Balthasar: Interventions

 
Author:
Kilby, Karen
Publisher:
Eerdmans (2012)
ISBN:
9780802827389
Purchase:
Buy this book from Amazon.co.uk (commission earned)

It is not quite so precarious to be a Roman Catholic theologian as it is to be a manager in the English Premier League but the comparison is not improbable. In her introductory chapter Kilby cites the cases of Henri de Lubac and Yves Cngar who were each under a cloud before they came to exert such great influence on Vatican II and similar stories could be told of Marie-Dominique Chenu and, to a lesser degree, Karl Rahner. She might equally have mentioned Hans Kung whose star so radically waned after Vatican II. No case she mentions, however, comes close to the case of Hans Urs von Balthasar: marooned in the 1950s and through Vatican II, he began to gain a reputation in the 1970s and is said to have been Pope John Paul II's favourite theologian, also highly esteemed by Pope Benedict XVI.

It is Kilby's overall case that his earlier dismissal and later lionisation are equally reprehensible and she sees it as her duty to present a cool and balanced - a word she frequently uses - assessment of this theologian who was monumental in his creativity, breadth of imagination, articulation (though not always logically coherent), learning and output. One might say that he is Proust to Barth's Mann.

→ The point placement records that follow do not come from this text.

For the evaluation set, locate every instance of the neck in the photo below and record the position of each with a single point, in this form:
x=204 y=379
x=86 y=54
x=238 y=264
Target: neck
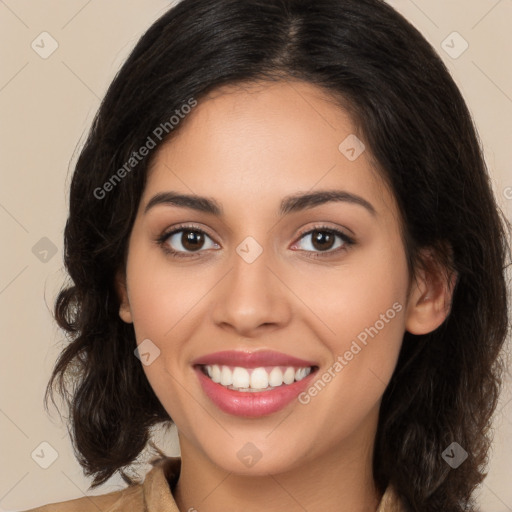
x=340 y=480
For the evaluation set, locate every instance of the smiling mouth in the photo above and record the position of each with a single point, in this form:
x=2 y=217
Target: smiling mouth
x=264 y=378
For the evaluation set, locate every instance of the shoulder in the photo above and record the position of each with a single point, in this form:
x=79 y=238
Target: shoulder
x=151 y=496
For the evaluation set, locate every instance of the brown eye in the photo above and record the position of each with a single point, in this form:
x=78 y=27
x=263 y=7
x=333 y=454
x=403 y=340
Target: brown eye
x=187 y=240
x=325 y=240
x=192 y=240
x=322 y=240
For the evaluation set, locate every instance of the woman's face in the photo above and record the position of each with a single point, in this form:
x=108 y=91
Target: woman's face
x=255 y=276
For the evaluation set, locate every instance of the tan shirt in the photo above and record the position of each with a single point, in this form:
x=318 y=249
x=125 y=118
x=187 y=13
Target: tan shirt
x=155 y=495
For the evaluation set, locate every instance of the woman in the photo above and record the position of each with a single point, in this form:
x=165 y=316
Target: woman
x=282 y=238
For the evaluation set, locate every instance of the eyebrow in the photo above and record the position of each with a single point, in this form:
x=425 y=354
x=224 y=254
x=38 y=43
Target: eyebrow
x=290 y=204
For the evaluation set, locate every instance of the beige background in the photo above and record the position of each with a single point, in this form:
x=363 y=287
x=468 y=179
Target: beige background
x=46 y=107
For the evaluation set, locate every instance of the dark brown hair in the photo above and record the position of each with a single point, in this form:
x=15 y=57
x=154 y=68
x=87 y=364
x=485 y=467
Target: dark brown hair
x=417 y=127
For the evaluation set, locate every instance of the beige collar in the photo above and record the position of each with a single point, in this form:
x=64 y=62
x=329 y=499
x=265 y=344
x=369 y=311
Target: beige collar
x=158 y=495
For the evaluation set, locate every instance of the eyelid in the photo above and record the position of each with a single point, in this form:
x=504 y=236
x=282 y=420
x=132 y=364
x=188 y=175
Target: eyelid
x=347 y=240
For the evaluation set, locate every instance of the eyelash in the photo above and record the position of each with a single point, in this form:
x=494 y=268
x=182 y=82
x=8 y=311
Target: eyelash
x=162 y=241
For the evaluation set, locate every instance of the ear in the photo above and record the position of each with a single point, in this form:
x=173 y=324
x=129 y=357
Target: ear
x=430 y=296
x=125 y=311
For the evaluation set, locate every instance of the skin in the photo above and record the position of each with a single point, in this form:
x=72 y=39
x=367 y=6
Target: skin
x=248 y=148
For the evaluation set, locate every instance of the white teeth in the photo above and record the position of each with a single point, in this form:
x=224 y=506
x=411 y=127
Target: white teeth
x=240 y=377
x=226 y=376
x=276 y=377
x=259 y=379
x=255 y=379
x=289 y=375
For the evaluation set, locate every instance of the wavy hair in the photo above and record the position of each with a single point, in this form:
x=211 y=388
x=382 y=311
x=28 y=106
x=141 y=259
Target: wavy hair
x=419 y=131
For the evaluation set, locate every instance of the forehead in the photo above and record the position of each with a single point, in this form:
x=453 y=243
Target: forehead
x=262 y=141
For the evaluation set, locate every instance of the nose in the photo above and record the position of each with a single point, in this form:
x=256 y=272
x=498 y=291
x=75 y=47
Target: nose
x=252 y=298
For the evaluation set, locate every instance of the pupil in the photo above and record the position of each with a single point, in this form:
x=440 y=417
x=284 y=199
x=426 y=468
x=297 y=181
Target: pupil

But in spite of her heroic attempts to be even-handed, ultimately, Kilby cannot forsake her loyalty to her own chosen career of academic theology which alienates her from Balthasar's preference for assertion over argument. He is all too overpowering, putting himself 'above' Scripture and sound method, speaking as if he knows the 'mind of God' from the 'inside'; he is the novelist who imagines himself into the divine; he is the Alpha male of the aphorism, the indefatigable gatherer and scatterer; and, above all, he is a man of risk and promise.

Although Kilby's opening chapters are extremely helpful at navigating through Balthasar's massive output to outline his important motifs of aesthetics, Theo-drama, fulfilment and the point, or circle, she is a little pinched in her appreciation, for reasons which become clear, particularly in her exposition of Theo-drama. She then illustrates Balthasar's strengths and weaknesses through an examination of his writings on the Trinity (omitting any significant mention of the Holy Spirit) and gender, where she scores some palpable hits which serve to reinforce her general criticism that Balthasar starts with his paradigm and fits Scripture to it rather than the other way round, although in the latter topic Scripture is not of very much use to her.

Having tantalised with the thought that Balthasar was an incipient Fascist (my word, not hers) one wishes she had taken further his writing on ecclesiology but she goes far enough to indicate his intense clericalism, a stance well suited to the papally led campaign to frustrate the purposes of Vatican II and she quite properly notes, in that regard, his tendency to rank tradition above Scripture.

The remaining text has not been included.